China began to pay attention to the question of pollution control and its prevention methods early on. The Chinese government has formulated many policies in this respect. However, these measures did not improve the environment. At the end of 2019, the COVID-19 epidemic broke in Wuhan, China.5 The Chinese government has taken a series of measures to control the outbreak. Wuhan was locked down on January 23, 2020, and people’s travel was restricted.

We downloaded the daily air pollution parameters of 367 cities around China from the China Meteorological Administration website (http://data.cma.cn/). Records covered the periods between January 23, 2019 and March 23, 2019; November 22, 2019 and January 22, 2020; and January 23, 2020 and March 23, 2020. Pollution severity was divided into quartiles according to the air quality index (AQI). The AQI was calculated using the concentration of the following six pollutants: PM10, PM2.5, CO, NO2, SO2, and O3. An AQI of 0–100 indicates no pollution, 101–150 indicates mild pollution, 151–200 indicates moderate pollution, and AQI > 200 indicates severe pollution (USEPA 2013, http://www.Gpo.gov/). We found a significant improvement in air quality across China as a result of the reduction in human activity during the COVID-19 outbreak (Figure 1). A similar result was obtained when the calculation was made for Wuhan alone (Figure 2). Based on the data provided by other groups, we think that herein lies the difference between active intervention and passive intervention. The virus caused factories to shut down their production and the transportation dramatically diminished. This is a very passive form of intervention. From the comparative results, we can see that such passive intervention was more effective at improving air quality than active interventions. The Chinese government has implemented active interventions in the past too. We think the situation in China during the COVID-19 outbreak reflects the drop in air pollution throughout the world. It is likely that the improved air quality is due to the suspension of the production and transportation activities. These results are worth thinking about.

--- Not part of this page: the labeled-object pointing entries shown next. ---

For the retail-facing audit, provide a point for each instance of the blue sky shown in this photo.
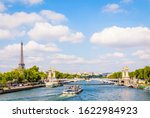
(75, 35)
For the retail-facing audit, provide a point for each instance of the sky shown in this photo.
(75, 35)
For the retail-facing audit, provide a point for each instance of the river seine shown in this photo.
(90, 92)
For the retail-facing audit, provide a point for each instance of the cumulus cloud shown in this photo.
(142, 54)
(2, 7)
(5, 34)
(114, 55)
(34, 46)
(47, 31)
(112, 8)
(126, 1)
(19, 19)
(122, 37)
(27, 2)
(10, 34)
(42, 25)
(66, 59)
(31, 48)
(53, 16)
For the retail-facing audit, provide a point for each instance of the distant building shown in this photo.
(21, 64)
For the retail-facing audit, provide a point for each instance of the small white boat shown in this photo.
(147, 89)
(72, 90)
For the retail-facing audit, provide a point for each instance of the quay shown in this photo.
(20, 88)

Figure 1 Air quality index comparison of three sections in 367 cities in China: November 22, 2019–January 22, 2020; January 23, 2020–March 23, 2020; and January 23, 2019–March 23, 2019.

Figure 2 Air quality index comparison of three sections in Wuhan city in China: November 07, 2019–January 22, 2020; January 23, 2020–April 08, 2020 (Total lockdown in Wuhan); and January 23, 2019–April 08, 2019.

In the context of economic globalization, development and balance are critical topics. As a result of the passive intervention of the virus, people stopped the pace of development, leading to a drop in air pollution. The public should take a good look at the COVID-19 epidemic. Humans have a common destiny. We should all join hands and work to improve the environment, modify people’s behavior, and avoid nature’s vengeance.

Declaration of competing interests

The authors declare that they have no known competing financial interests or personal relationships that could have appeared to influence the work reported in this paper.

Credit authorship contribution statement

Zhan-hui Feng: Conceptualization, Methodology, Writing - original draft.

Juan Chen: Validation.

Ming-Wei Wang and Wen-tao Gan: Data curation and Writing - review & editing.

Lan Ye: Data curation, Visualization.

Yong-ran Cheng and Meng-Yun Zhou: Conceptualization, Supervision.


We are very grateful to the medical staff who are working on the front lines against COVID-19.